The figures include direct production-related jobs and indirect jobs in businesses working with the industry and show a record for the annual data shared since 2004.
The MPAA cited the New York state production incentive, a 30 percent refundable tax credit applied against qualified expenditures, as a key reason for the jobs improvement.
Citing data based on figures recently released by the Bureau of Labor Statistics for the year 2010, the organization said that the numbers of core production, as well as indirect jobs both rose over 2009.
Direct industry jobs were up to 43,000 in 2010, an increase of 22 percent over 2009, compared with no change across all industries in New York State, and 20 percent over the 2008 figure, the 2010 jobs report of the New York State Comptroller shows. A production slowdown in 2009 reflecting uncertainty about the incentive program meant a decline in that year from 35,920 to 35,233, the MPAA said.
Including production-related jobs, the number of direct jobs reached 48,690 in 2010, up 13 percent over 2009.
Other data also shows the success of the New York production incentive. In 2010, the New York Film Incentive program received 91 applications - 71 for films, six for TV pilots and 14 for TV series.
In 2011, the program saw a 66 percent boost, with 137 applications to date, including 91 motion pictures, 20 TV pilots and 26 series, according to the Governor’s Office of Motion Picture and Television Development.
So far in 2011, films shot in New York include The Bourne Legacy, Broken City, Men in Black III and New Year’s Eve. TV series include Blue Bloods, Boardwalk Empire, Damages, Person of Interest, Glee, Gossip Girl and Pan Am.
The film Arthur, which shot in New York for 48 days in 2010, spent more than $26 million with local vendors and made more than 4,300 local hires, including 1,043 crew members, the MPAA said in citing an example of the film industry's impact.
Mike Jackman, co-chair of the New York Production Alliance, said: “The new job figures released by BLS confirm what all of us working in and around this industry know to be true, that film and television production continues to be a catalyst for New York's economic recovery. It is of no surprise the only dip in job growth came during 2009, a year funding for the New York State incentive briefly ran dry."
Said labor leader John Ford, president of IA local 52: “The robustness of production in New York means that there is more opportunity and competition for professional studio mechanics, artists and crafts people.”
Richard Masur, chair of the Screen Actors Guild national legislative committee and former Guild president, said: “Film tax credits create jobs, stimulate local economies, and keep film productions in-state."
Vans Stevenson, senior vp of State Government Affairs at the MPAA, said: “Competition among states and Canada is fierce for these jobs because they are the kinds of work people want - with benefits and an average salary of $79,000 a year - and that’s why a state like New York focuses on growing this sector of their economy.”

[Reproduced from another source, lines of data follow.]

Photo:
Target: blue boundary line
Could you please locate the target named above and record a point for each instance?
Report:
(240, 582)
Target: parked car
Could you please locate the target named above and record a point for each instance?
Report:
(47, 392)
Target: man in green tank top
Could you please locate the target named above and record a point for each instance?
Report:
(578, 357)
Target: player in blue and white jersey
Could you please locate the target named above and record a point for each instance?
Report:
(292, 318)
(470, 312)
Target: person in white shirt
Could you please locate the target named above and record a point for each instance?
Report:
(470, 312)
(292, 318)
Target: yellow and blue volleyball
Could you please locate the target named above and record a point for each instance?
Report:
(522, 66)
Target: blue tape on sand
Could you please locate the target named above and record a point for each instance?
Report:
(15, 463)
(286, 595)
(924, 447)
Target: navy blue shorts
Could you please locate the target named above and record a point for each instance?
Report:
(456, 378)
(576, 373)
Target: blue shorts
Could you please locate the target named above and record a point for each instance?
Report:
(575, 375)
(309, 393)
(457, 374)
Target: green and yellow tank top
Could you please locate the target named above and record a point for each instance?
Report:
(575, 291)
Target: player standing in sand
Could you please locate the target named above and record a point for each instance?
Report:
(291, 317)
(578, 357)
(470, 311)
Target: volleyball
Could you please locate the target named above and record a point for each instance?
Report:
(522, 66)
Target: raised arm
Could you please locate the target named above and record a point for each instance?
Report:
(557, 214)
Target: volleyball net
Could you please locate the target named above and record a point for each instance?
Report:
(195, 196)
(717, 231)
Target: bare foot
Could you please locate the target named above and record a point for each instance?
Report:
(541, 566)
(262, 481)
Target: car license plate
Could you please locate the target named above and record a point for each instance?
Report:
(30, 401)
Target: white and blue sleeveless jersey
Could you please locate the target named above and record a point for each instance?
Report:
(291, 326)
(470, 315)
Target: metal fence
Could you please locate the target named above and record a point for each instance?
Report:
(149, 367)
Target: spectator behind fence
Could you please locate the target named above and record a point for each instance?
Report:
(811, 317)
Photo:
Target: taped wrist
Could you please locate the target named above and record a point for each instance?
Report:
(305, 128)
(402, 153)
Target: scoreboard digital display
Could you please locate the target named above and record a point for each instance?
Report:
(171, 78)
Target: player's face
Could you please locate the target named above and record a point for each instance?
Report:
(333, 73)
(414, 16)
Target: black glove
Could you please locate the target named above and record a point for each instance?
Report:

Stevenson also challenged recent claims that the production tax credit was hurting funding for public schools, particularly in New York City. In 2009 the motion picture and television production companies spent $5.1 for every $1.00 invested by the state in the program, according to the report on the Empire State Film Production Credit issued in Aug. 2010 by the New York State Department of Taxation and Finance and the New York State Governor’s Office of Motion Picture and Television Development.
Nationwide, the film and TV industry supports more than 2.2 million jobs and generates about $13 billion in taxes and $40 billion in payments to vendors, suppliers and other businesses.